The watch has a "retrograde" date ("retrograde" means that after reaching the end, the hand "jumps" back to the beginning), visible balance (Seagull call it "flying whell"), and a power reserve indicator.










I do not know whether it's a Seagull design, because it is very common, and it is not clear whose is the origin. But the implementation again is excellent. Guilouched dial with precise sun-shaped semi-dials for "improvements". Although the dial has five arrows, all data are clear and readable at a glance. The font for the numbers of hours is an elegant choice, for the other texts - a small but legible enough. Very nice bright color spot is the red mark for the end of the reserve. The overall visual effect is harmonious, symmetrical and well balanced.










The back - what a surprise  - again a see-through. The movement is ST2505, nicely treated to be beautiful, still it will be seen from time to time. Blue screws, waves, exactly what the customer wants . I do not know why Seagull prints the model number of the rear window, maybe they're using the same caps and don't want to mix them 










Steel case, sapphire glass, "fake" screws on the lugs and S-branded crown.

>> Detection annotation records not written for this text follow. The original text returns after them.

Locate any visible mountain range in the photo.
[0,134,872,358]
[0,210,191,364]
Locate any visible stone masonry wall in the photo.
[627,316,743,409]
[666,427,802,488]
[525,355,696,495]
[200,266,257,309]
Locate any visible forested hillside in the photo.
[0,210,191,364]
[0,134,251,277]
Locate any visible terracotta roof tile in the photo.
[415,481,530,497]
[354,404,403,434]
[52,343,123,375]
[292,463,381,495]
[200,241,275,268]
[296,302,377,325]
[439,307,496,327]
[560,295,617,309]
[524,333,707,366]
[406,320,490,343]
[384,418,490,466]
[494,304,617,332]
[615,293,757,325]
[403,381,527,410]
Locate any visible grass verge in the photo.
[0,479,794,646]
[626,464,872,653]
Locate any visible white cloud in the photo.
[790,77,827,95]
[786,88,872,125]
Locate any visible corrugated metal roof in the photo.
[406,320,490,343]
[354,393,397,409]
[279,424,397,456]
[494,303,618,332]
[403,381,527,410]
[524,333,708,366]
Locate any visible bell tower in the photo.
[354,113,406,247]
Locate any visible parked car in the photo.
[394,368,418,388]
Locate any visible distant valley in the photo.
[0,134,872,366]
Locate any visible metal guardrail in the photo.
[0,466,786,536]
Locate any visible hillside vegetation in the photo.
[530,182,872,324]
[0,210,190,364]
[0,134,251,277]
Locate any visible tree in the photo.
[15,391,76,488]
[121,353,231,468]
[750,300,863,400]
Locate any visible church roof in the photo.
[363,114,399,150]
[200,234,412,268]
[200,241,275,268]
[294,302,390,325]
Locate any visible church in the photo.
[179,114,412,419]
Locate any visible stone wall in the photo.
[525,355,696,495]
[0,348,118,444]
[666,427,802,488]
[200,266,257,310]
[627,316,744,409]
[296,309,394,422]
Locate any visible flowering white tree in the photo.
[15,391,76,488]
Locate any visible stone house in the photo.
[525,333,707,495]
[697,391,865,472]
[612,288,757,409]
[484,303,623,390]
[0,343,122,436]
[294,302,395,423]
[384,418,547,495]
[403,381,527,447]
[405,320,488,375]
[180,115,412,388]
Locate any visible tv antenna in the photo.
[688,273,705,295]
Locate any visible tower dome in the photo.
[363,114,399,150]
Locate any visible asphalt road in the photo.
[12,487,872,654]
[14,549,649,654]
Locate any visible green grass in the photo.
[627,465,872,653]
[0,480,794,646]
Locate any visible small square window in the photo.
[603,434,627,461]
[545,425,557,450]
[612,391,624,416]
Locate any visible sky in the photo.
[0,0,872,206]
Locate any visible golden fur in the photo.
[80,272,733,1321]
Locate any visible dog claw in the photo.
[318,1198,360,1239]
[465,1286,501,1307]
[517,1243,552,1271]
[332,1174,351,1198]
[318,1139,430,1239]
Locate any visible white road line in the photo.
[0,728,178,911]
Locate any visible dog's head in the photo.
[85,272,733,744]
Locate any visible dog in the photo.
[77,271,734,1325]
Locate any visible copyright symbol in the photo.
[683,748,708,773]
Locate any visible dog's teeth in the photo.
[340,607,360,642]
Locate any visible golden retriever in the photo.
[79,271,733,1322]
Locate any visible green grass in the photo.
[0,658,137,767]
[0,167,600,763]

To finish the general appearance, lets mention the quality leather strap and branded "double butterfly" clasp.










Comparing it with Parnis, it has obviously much more sophisticated details and perfect finish, which significantly distinguish Seagull from the OEM version. I had a Timex with a similar movement, and it was also very good looking, but I definitely give preference to this Seagull.

Once again, I hope you liked it.

Best regards, Miro.


----------



## Vaurien (Jul 19, 2010)

Very nice watch! :thumbsup:

Thank you for the interesting review, I appreciate it very much. :yes:


----------